Pesquisa Datafolha realizada na quarta (29) e na quinta-feira (30), quando Donald Trump relacionou produtos brasileiros que serão taxados em 50% para entrar nos EUA, a partir da quarta-feira (6), deixa pessimismo entre os 2004 entrevistados, com idade a partir de 16 anos, em 130 cidades.
Na pesquisa, 45% dos entrevistados acreditam que a situação econômica do país vai piorar nos próximos meses.

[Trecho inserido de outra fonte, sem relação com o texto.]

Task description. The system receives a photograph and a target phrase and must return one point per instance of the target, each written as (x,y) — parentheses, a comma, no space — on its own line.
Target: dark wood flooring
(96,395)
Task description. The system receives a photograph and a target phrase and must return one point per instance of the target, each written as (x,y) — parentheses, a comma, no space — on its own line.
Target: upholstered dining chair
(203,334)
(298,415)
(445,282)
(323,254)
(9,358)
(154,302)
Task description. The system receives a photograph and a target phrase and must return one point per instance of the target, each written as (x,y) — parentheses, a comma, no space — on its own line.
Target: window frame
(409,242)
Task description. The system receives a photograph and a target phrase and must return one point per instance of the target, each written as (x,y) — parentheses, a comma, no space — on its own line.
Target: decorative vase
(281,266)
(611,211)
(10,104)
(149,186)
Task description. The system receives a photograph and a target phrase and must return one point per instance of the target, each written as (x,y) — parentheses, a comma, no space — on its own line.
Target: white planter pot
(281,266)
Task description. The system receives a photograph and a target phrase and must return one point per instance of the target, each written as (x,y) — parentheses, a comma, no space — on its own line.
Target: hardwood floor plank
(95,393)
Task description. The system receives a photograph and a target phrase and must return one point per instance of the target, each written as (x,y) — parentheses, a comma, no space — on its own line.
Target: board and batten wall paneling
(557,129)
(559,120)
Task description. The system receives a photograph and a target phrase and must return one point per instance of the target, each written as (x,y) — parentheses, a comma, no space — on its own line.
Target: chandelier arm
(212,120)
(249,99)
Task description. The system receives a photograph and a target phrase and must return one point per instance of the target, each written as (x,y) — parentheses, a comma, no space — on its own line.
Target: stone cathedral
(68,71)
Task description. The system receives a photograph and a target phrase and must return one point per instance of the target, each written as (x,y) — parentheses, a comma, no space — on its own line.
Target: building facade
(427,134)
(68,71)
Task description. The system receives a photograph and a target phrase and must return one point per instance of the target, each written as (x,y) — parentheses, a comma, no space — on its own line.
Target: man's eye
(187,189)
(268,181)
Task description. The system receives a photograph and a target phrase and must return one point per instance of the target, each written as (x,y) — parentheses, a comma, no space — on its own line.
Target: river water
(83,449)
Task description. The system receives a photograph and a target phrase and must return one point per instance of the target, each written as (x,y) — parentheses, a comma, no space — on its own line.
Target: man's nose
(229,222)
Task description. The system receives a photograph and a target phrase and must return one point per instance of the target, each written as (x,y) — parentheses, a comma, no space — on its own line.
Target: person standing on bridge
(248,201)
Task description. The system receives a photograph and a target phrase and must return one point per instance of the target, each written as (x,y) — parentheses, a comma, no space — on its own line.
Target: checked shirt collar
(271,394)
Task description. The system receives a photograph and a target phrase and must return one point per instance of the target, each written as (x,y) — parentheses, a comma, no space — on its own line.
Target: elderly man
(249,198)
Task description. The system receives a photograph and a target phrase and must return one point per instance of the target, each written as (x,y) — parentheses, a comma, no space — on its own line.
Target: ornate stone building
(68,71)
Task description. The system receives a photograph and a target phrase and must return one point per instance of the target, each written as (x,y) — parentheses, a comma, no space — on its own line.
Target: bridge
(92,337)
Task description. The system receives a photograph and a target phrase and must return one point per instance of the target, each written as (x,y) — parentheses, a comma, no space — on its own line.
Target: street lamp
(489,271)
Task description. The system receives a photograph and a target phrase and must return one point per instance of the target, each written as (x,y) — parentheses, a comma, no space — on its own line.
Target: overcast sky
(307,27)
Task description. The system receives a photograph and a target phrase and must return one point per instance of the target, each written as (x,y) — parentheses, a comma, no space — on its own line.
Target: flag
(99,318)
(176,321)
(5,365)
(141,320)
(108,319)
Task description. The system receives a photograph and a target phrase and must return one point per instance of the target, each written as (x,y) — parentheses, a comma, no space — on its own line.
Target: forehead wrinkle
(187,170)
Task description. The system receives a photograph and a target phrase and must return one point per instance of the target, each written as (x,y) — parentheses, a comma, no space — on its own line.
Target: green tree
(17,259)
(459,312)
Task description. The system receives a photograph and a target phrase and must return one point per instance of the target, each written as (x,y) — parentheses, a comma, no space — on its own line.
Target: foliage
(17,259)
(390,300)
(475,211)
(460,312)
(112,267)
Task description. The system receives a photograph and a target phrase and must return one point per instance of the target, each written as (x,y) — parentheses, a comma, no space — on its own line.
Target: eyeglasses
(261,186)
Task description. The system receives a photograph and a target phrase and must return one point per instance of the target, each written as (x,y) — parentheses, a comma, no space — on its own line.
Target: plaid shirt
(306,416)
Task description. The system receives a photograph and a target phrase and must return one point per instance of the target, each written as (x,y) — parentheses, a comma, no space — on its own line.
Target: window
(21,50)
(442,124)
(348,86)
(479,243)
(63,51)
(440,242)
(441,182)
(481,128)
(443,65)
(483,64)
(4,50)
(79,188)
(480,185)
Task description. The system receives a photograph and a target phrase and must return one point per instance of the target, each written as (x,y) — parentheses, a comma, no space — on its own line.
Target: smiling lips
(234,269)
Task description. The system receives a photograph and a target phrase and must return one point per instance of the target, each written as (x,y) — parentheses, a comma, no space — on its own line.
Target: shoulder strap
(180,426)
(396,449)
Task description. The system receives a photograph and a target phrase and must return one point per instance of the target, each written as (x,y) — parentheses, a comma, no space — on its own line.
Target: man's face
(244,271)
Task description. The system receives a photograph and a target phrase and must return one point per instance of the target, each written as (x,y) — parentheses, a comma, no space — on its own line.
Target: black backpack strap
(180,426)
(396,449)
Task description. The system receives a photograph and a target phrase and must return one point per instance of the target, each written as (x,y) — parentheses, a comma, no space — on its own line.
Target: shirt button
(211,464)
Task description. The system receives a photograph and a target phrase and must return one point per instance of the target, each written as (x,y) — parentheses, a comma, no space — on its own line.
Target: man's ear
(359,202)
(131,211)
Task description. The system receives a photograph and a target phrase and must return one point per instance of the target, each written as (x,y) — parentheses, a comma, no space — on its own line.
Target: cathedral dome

Anteriormente, o índice era de 33% entre as pesquisas realizadas em meados de junho e no final de julho. O pessimismo atual é o pior resultado verificado desde 2019, perdendo apenas para os 65% da pesquisa de março de 2021, na segunda onda da Pandemia da Covid-19.
O resultado atual é mais que o dobro registrado em dezembro de 2023 (22%), melhor resultado na atual gestão do presidente Lula (PT).
A pesquisa indica que 28% acreditam na melhora da economia-eram 32% em junho. Já o percentual dos que acreditam que a situação vai permanecer como está, caiu de 31% para 22%.
A pesquisa revelou também que entre os que têm conhecimento do tarifaço, 50% deles estão pessimistas com o futuro. Os que desconhecem a situação, 25% dizem que a economia vai piorar.
18% dos brasileiros desconhecem as sanções do governo Trump.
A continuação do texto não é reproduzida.